An ideal drug nanocarrier should have both satisfactory therapeutic effects and negligible adverse reactions. Hence, assessing the adverse reactions and possible overall toxicity of CDCZA nanoparticles is essential while undergoing treatment. As shown in Figure S11, the body weight of mice in the CDDP treatment group began to decrease on day 6, which might be caused by the side effect of injected CDDP on normal tissues of mice. Throughout the treatment period, the mice in the CDCZA group experienced a consistent increase in body weight, rising from 19.6 g on day 0 to 22.4 g on day 12, suggesting that the CDCZA treatment did not result in notable systemic side effects for the mice. Furthermore, the H&E staining results showed no apparent signs of biological harm in the heart, liver, spleen, lungs, and kidneys of the mice that received CDCZA treatment (see Figure S12).The quantity of white blood cells (WBC) and neutrophils (NEUT) in the bloodstream of mice administered with CDDP and Cur + CDDP fell significantly below the typical levels (Figure S13), as a result of CDDP’s capacity to diminish the count of WBC and NEUT, subsequently diminishing the mice’s immunity to external viruses. Additionally, the concentrations of blood urea nitrogen (BUN) and creatinine (CREA) in the blood of mice exposed to CDDP and Cur⁺ CDDP were notably elevated (Figure S14), indicating the nephrotoxic effects of CDDP. On the other hand, there was no significant difference in blood biochemical parameters and hematology data between the PBS group and the CDCZA group, indicating that CDCZA nanoparticles exhibited excellent biocompatibility both in vivo and in vitro, suggesting a promising future for clinical applications.

Conclusions

To summarize, we have found that the CDCZA nanoparticles, which are highly biocompatible, can serve as an effective nanotheranostic agent for esophageal cancer therapy by combining CDT and chemotherapy.

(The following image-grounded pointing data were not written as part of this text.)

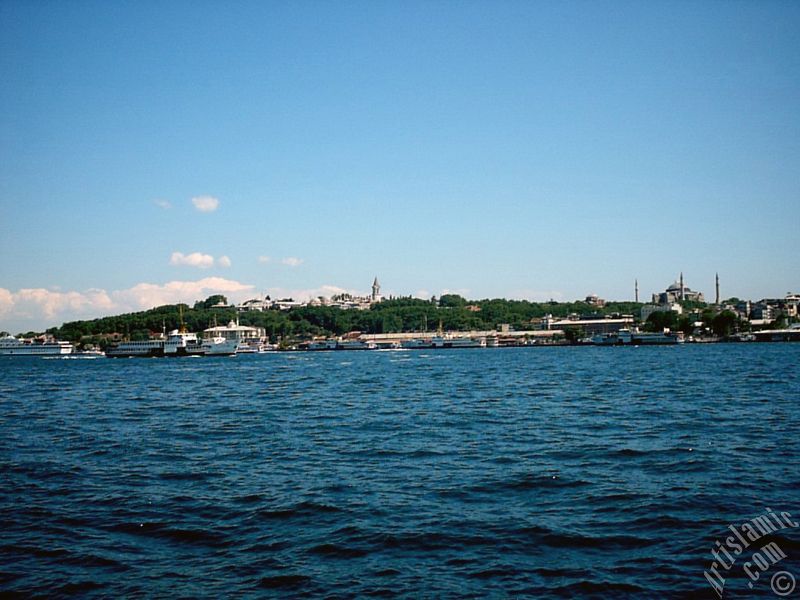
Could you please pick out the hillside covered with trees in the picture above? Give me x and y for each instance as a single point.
(453, 312)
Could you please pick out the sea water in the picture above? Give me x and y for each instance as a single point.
(539, 472)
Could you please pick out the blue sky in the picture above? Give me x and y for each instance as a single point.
(496, 149)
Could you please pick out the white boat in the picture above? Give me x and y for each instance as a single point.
(636, 338)
(217, 345)
(416, 344)
(318, 345)
(180, 342)
(10, 345)
(355, 345)
(448, 341)
(138, 348)
(240, 338)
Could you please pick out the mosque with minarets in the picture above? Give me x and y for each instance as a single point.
(677, 292)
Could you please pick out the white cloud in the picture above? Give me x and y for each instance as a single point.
(292, 261)
(205, 203)
(195, 259)
(147, 295)
(38, 308)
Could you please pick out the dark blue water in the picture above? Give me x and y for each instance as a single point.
(540, 472)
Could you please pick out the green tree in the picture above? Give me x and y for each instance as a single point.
(724, 323)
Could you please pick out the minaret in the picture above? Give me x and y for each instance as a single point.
(376, 289)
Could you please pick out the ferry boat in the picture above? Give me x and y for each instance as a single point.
(182, 343)
(355, 345)
(217, 345)
(138, 348)
(9, 345)
(320, 345)
(233, 338)
(628, 337)
(789, 334)
(457, 342)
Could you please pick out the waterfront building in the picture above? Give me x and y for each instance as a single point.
(649, 309)
(589, 326)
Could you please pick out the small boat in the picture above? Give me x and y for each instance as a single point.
(44, 346)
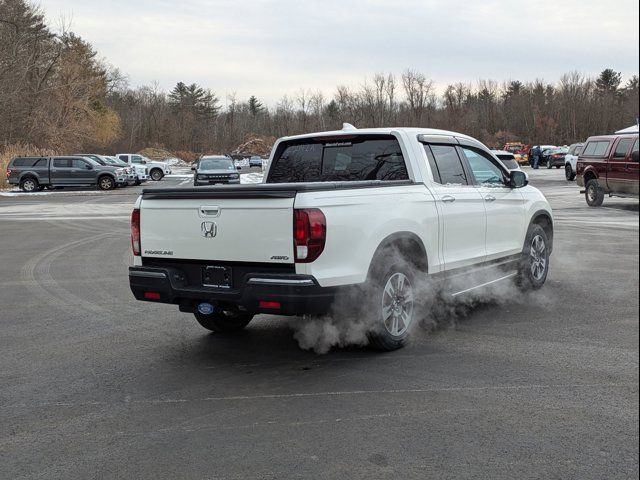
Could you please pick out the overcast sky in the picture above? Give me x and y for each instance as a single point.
(269, 48)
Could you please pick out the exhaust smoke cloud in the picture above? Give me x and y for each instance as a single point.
(355, 314)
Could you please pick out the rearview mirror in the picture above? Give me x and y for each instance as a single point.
(518, 179)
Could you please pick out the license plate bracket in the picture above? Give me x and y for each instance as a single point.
(217, 276)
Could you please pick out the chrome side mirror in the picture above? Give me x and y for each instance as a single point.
(518, 179)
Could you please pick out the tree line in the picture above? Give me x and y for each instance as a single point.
(56, 93)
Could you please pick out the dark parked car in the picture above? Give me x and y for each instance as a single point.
(555, 157)
(608, 165)
(213, 169)
(36, 173)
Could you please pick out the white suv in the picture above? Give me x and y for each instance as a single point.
(156, 170)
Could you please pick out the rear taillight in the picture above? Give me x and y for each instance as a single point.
(135, 231)
(309, 234)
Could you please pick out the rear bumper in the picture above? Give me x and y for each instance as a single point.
(295, 294)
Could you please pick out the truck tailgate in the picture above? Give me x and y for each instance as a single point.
(224, 229)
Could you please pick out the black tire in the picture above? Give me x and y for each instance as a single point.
(29, 184)
(593, 194)
(223, 322)
(392, 301)
(105, 182)
(156, 174)
(534, 264)
(568, 173)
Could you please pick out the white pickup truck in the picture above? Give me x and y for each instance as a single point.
(374, 215)
(156, 170)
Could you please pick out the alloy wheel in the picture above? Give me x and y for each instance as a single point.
(397, 304)
(538, 257)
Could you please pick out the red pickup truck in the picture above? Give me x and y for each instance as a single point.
(608, 165)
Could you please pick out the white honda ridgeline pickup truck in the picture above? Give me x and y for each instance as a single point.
(372, 213)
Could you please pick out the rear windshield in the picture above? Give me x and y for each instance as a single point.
(596, 148)
(216, 164)
(345, 159)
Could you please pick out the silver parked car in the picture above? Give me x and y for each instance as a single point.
(213, 169)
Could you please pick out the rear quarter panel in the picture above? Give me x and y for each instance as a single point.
(359, 220)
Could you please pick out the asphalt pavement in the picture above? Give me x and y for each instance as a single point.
(96, 385)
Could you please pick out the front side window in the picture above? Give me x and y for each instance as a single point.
(446, 165)
(484, 170)
(351, 159)
(622, 148)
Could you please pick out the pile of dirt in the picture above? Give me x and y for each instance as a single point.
(255, 145)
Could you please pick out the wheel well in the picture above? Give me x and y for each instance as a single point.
(546, 223)
(406, 245)
(589, 175)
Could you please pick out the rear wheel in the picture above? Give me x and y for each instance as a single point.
(594, 193)
(29, 184)
(106, 183)
(392, 302)
(568, 173)
(223, 321)
(534, 265)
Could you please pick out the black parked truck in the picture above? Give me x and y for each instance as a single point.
(36, 173)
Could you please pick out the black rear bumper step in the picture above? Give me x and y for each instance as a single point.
(296, 294)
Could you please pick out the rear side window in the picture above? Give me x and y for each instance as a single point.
(29, 162)
(446, 165)
(622, 148)
(597, 148)
(483, 169)
(62, 162)
(350, 159)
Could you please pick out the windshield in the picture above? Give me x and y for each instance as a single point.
(216, 164)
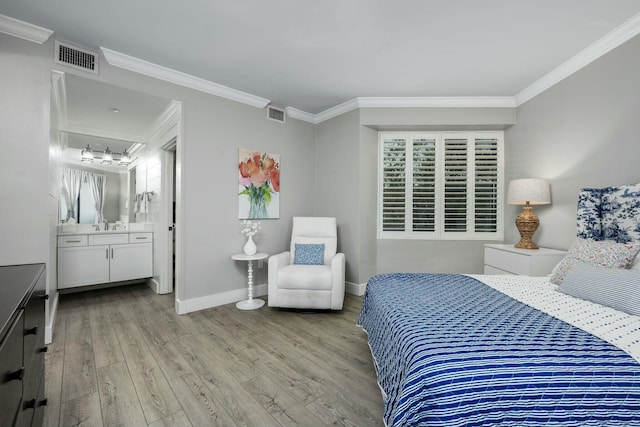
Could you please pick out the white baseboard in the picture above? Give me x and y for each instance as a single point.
(53, 310)
(209, 301)
(355, 288)
(154, 285)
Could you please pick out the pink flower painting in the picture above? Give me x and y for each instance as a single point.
(259, 191)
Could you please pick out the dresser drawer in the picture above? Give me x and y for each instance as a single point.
(68, 241)
(10, 368)
(108, 239)
(507, 261)
(140, 237)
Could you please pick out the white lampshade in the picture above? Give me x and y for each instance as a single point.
(532, 190)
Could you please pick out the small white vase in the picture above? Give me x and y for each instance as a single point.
(250, 247)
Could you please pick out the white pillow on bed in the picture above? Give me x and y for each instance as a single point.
(617, 288)
(605, 253)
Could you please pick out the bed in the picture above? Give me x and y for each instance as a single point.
(479, 350)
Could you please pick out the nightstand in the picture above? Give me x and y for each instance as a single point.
(507, 259)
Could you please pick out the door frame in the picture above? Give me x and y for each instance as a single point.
(166, 136)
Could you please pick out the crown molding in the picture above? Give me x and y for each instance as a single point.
(24, 30)
(100, 133)
(131, 63)
(615, 38)
(409, 102)
(294, 113)
(336, 111)
(438, 101)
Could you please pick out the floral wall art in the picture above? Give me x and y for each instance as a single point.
(259, 189)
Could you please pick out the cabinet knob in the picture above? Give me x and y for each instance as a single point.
(15, 375)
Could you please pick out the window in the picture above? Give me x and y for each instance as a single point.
(445, 185)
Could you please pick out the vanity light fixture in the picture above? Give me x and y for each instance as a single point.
(87, 155)
(107, 157)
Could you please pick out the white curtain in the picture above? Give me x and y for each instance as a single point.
(97, 183)
(71, 190)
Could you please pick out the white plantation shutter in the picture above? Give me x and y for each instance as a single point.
(424, 183)
(486, 184)
(394, 161)
(441, 185)
(455, 184)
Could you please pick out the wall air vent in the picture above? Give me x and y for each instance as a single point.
(76, 57)
(275, 114)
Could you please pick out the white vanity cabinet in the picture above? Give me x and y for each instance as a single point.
(102, 258)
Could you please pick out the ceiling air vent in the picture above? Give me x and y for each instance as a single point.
(76, 57)
(275, 114)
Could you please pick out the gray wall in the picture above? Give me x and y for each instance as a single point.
(582, 132)
(434, 256)
(337, 188)
(213, 130)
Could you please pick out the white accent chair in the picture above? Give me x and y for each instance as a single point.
(308, 286)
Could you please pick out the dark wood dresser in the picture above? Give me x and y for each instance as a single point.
(22, 312)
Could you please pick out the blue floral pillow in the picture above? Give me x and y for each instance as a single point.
(620, 213)
(309, 254)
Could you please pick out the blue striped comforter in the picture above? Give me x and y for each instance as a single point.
(452, 351)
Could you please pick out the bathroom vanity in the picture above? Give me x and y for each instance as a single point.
(103, 257)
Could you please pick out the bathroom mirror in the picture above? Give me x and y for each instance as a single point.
(106, 119)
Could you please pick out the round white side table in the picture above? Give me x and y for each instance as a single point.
(250, 303)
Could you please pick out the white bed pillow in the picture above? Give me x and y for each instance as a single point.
(605, 253)
(617, 288)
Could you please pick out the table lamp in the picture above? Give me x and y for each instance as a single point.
(528, 192)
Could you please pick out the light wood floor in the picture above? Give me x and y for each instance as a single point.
(122, 356)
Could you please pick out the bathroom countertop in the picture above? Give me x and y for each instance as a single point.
(62, 232)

Successful synthesis of hybrid CDCZA nanoparticles involved attaching ultra-small Au nanoparticles to the surface of Cur/CDDP/Cu/ZIF8 nanoparticles. After efficient internalization of CDCZA nanoparticles by Eca-109 tumor cells, the released Cur could notably decrease intracellular GSH content and thus improve the chemosensitivity of CDDP, resulting in severe cellular apoptosis. Due to the increased CDT from self-supplied H₂O₂ along with the enhanced chemotherapy by CDDP, CDCZA nanoparticles effectively suppressed tumor growth in Eca-109 tumor-bearing mice with minimal harm to healthy tissues. This nanosystem could offer a fresh approach to developing highly effective therapeutic agents for treating esophageal cancer in clinical settings.

Author contribution

Y.S. designed the study and developed the methodology and K.Y. and J.S. and Y.W. and M.J. conducted the experiments and analyzed the data and contributed equally to the investigation and writed of the review and editing sections and L.Q. provided the resources and supervised the project, L.Z and J.C. contributed to the conceptualization and methodology, supervised the research, and were responsible for securing funding for the project. All authors reviewed the manuscript.

Data availability

The data are available in the main manuscript, supplementary information files, and from the corresponding authors upon reasonable request.

Declarations

Ethics approval

The authors obtained authorization to perform the tests on animal from the Experimental animal Center of Jiangsu Medical Vocational and Technical College.

Competing interests

The authors declare that they have no competing interests.